Claim 2: $\space \space \space \space \space \space e^{-\lambda}-p_0(r,n-m,k)\rightarrow 0$
This just follows from $(2)$ above and that $e^{-\lambda}-p_0(r,n-m,k) = \sum_{\nu=0}^\infty(-1)^\nu \left(\frac{\lambda^\nu}{\nu!}-S_\nu\right) \rightarrow 0$ via Claim 1.

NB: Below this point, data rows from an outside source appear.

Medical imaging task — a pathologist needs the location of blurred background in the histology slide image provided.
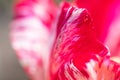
[0,0,28,80]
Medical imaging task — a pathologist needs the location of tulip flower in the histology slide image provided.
[74,0,120,56]
[10,0,120,80]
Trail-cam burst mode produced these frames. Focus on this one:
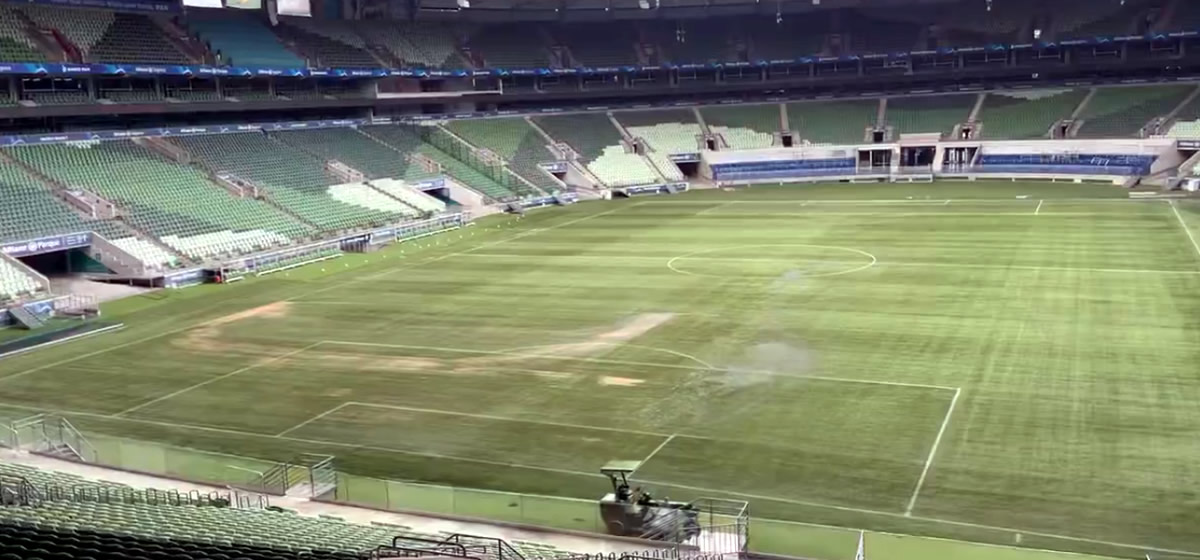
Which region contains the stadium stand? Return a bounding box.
[534,113,659,187]
[446,118,559,192]
[0,462,565,560]
[884,94,979,137]
[613,109,704,153]
[700,103,782,150]
[362,125,517,200]
[174,133,402,230]
[274,18,380,68]
[88,13,193,65]
[20,5,115,60]
[841,17,920,53]
[746,17,829,60]
[358,22,469,68]
[271,128,433,181]
[1075,85,1195,138]
[7,140,311,260]
[653,19,739,64]
[0,5,46,62]
[977,89,1087,140]
[556,23,637,67]
[0,259,42,301]
[977,152,1156,176]
[23,90,91,106]
[371,179,446,213]
[787,100,880,144]
[100,90,162,103]
[0,163,127,242]
[187,10,304,68]
[1166,96,1200,138]
[468,24,550,68]
[1054,0,1156,40]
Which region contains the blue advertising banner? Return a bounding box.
[0,231,91,257]
[0,29,1200,79]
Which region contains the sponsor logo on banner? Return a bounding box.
[0,233,91,257]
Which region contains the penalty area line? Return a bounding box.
[904,389,962,517]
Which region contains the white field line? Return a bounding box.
[320,341,959,391]
[696,203,730,216]
[113,341,320,416]
[0,206,628,383]
[642,198,1162,206]
[634,434,676,474]
[275,402,354,438]
[1170,200,1200,262]
[904,389,962,517]
[0,403,1200,558]
[453,253,1200,275]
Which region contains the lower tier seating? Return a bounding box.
[8,140,312,259]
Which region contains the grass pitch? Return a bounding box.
[0,182,1200,558]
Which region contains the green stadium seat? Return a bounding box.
[787,100,880,144]
[700,103,782,150]
[884,94,979,138]
[445,118,562,194]
[174,132,404,231]
[977,90,1087,140]
[1075,85,1195,138]
[6,140,312,263]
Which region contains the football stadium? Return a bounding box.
[0,0,1200,560]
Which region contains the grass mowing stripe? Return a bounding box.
[113,341,320,417]
[320,341,959,391]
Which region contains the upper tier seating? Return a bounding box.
[557,23,637,67]
[86,13,192,65]
[358,22,467,68]
[0,164,125,247]
[0,259,42,301]
[1168,96,1200,138]
[187,10,304,68]
[20,5,114,60]
[7,140,311,259]
[272,128,433,181]
[842,17,920,53]
[174,132,402,231]
[0,5,46,62]
[446,118,560,192]
[1075,85,1195,138]
[654,19,738,64]
[745,17,829,60]
[886,94,979,137]
[24,90,91,106]
[1052,0,1156,40]
[362,125,518,200]
[700,103,782,150]
[613,109,704,153]
[468,24,550,68]
[275,18,379,68]
[787,100,880,144]
[977,90,1087,140]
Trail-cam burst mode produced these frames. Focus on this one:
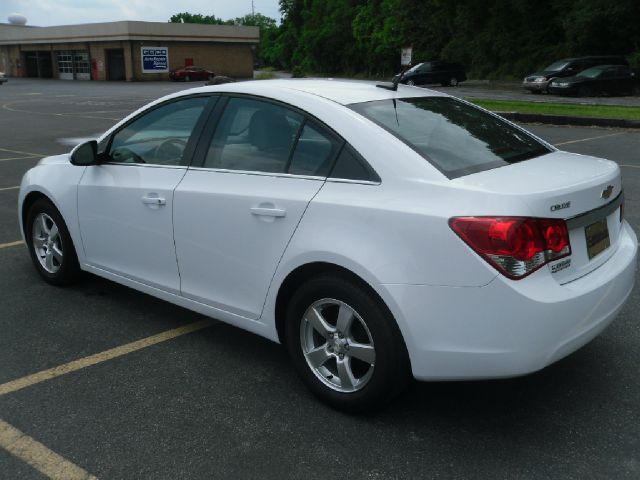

Putting the results of Claims $1/2$ into $(3)$ we have that $$p_m(r,n,k)-e^{-\lambda}\frac{\lambda^m}{m!}\rightarrow 0 \tag*{$\square$}$$
The above is just hopefully a correct extension of the $k=0$ case demonstrated in the book with a generalised combinatorial start point and ensuing manipulations to get to the limit. Thanks!